Who's in Control Here?

Reviewed by Christopher Shea
Sunday, June 29, 2008


How Randomness Rules Our Lives

By Leonard Mlodinow | Pantheon. 252 pp. $24.95


Improving Decisions About Health, Wealth, And Happiness

By Richard H. Thaler and Cass R. Sunstein

Yale Univ. 293 pp. $26

Leonard Mlodinow has had, to speak informally, a pretty random career: He earned a PhD in physics from Berkeley, wrote for "MacGyver" and "Star Trek" and has now settled down as a science popularizer.

A far more sober instance of randomness, however, underpins his new book, The Drunkard's Walk. And it's not hard to see it as a sort of Rosebud, explaining why the author finds unpredictability so compelling. During World War II in the Nazi death-camp Buchenwald, his father and other starving inmates had been told they'd be killed one-by-one until someone confessed to stealing some bread that had gone missing. Upon confessing, Mlodinow's guilty father was not executed, as expected, but promoted to serve as the chef's assistant. A different capricious decision then, and the author Leonard Mlodinow would not exist today.

It's been said that what divides liberals and conservatives is the degree to which each thinks luck plays a role in where one ends up in life. For Mlodinow, "There but for the grace of God" is a mathematical (if not theological) truth. In A Drunkard's Walk, which takes its title from scientific slang for a purely random succession of events, Mlodinow argues that it is quintessentially human to stamp the results of largely arbitrary processes as, in retrospect, inevitable.
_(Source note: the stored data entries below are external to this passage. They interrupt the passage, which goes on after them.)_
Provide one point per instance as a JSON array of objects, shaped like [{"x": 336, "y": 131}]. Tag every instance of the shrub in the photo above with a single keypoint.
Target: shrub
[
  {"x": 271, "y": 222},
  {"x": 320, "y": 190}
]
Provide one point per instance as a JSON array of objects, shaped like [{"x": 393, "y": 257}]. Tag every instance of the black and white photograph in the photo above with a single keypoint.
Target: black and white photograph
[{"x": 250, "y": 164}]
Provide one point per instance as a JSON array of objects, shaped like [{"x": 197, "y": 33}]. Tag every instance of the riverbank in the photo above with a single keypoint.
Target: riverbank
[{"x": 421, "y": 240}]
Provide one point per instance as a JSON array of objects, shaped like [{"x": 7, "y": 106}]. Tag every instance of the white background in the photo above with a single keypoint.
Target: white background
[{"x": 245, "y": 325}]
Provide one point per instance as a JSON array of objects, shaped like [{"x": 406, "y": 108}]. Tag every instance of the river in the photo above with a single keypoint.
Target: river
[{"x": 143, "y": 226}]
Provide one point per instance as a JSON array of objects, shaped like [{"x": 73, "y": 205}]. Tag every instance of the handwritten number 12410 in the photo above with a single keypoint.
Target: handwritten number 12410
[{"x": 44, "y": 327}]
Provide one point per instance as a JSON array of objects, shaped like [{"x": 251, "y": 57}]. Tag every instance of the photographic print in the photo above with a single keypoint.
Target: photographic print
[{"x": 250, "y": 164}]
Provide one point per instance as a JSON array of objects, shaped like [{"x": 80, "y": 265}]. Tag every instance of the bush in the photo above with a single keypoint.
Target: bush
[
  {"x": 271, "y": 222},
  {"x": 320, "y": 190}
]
Shifting from his own family's encounters with fate, for example, he notes that it is hard to imagine a world without Harry Potter, yet publishers rejected J.K. Rowling's manuscript nine times before someone finally said yes. There's a self-helpish lesson here: Whether we succeed in life is partly out of our hands -- think of the other worthy authors whose manuscripts languish in desk drawers -- but by persisting we offer lightning more chances to strike.

Sandwiched in this book between a morally freighted opening and conclusion is a primer on the science of probability. "Probability is the very guide of life," Cicero wrote. If so, most of us are mapless. We put our money in the hands of moneymen with the best records over the past (say) five years, ignoring research that demonstrates that these big-swinging stockpickers are as likely as their peers to wind up at the bottom of the pile over the next five-year period.